Quite a beautiful gun. Google em', call and see if they'll ship to your lgs/ffl.

Heard they stopped production, what's out there is out there.


----------



## Hdw1679 (Apr 12, 2013)

Thanks, down in Houston. I have only seen one available on gunbroker and it was $1300+. Everywhere else is sold out.
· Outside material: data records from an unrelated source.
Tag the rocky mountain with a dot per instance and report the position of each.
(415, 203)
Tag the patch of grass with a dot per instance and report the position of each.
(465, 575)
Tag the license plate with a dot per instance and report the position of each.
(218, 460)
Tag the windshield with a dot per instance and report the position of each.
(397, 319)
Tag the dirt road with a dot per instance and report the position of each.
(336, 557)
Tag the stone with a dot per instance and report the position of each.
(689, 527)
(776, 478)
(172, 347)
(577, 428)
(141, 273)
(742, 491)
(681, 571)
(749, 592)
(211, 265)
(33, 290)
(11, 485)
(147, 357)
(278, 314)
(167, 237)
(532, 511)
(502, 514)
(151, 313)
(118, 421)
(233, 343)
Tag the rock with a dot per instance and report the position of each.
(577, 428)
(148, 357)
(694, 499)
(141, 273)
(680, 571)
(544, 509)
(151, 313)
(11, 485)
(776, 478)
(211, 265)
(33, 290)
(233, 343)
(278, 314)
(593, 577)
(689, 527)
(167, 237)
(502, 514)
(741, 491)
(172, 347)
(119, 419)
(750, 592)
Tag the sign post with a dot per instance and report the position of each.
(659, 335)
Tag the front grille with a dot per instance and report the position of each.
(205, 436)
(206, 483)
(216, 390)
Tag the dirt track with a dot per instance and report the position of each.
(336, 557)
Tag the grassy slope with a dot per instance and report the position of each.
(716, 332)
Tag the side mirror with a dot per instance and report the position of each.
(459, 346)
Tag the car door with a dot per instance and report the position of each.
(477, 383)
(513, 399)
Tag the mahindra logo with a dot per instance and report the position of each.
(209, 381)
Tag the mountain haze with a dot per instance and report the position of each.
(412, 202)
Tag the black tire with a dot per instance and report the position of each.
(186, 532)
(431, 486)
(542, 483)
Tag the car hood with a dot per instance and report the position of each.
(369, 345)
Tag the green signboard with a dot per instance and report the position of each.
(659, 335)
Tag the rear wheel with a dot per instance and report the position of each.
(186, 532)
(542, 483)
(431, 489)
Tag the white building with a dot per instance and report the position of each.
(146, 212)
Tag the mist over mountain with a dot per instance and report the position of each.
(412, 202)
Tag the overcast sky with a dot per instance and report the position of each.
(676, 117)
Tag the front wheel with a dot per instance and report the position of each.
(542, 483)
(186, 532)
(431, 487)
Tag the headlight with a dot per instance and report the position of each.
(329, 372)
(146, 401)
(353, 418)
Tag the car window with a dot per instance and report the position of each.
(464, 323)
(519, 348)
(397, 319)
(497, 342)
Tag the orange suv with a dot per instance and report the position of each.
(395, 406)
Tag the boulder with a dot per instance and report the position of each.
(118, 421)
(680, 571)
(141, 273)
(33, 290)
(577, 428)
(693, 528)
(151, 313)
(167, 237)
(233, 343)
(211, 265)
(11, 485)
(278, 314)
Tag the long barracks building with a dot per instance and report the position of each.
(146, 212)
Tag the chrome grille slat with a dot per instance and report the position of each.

Looking to see if someone is trying to move one quickly.


----------



## Hdw1679 (Apr 12, 2013)

Bump.


----------



## corksil (Aug 24, 2011)

Hdw1679 said:


> Bump.


Does the 'platinum' elite actually contain platinum in it's construction?

Or is the name just about marketing?


----------



## VAMarine (Dec 25, 2008)

corksil said:


> Does the 'platinum' elite actually contain platinum in it's construction?
> 
> Or is the name just about marketing?


No, its just marketing.


----------



## TAPnRACK (Jan 30, 2013)

Yeah, not platinum... but the sides of the slide are highly polished, like shiny, reflective platinum.

Pics really don't do it justice... in person, it is quite stunning.

If I run across one again, I may have to scoop it up. Only reason I didn't last time is because I was still hunting down my Tac Ops.


----------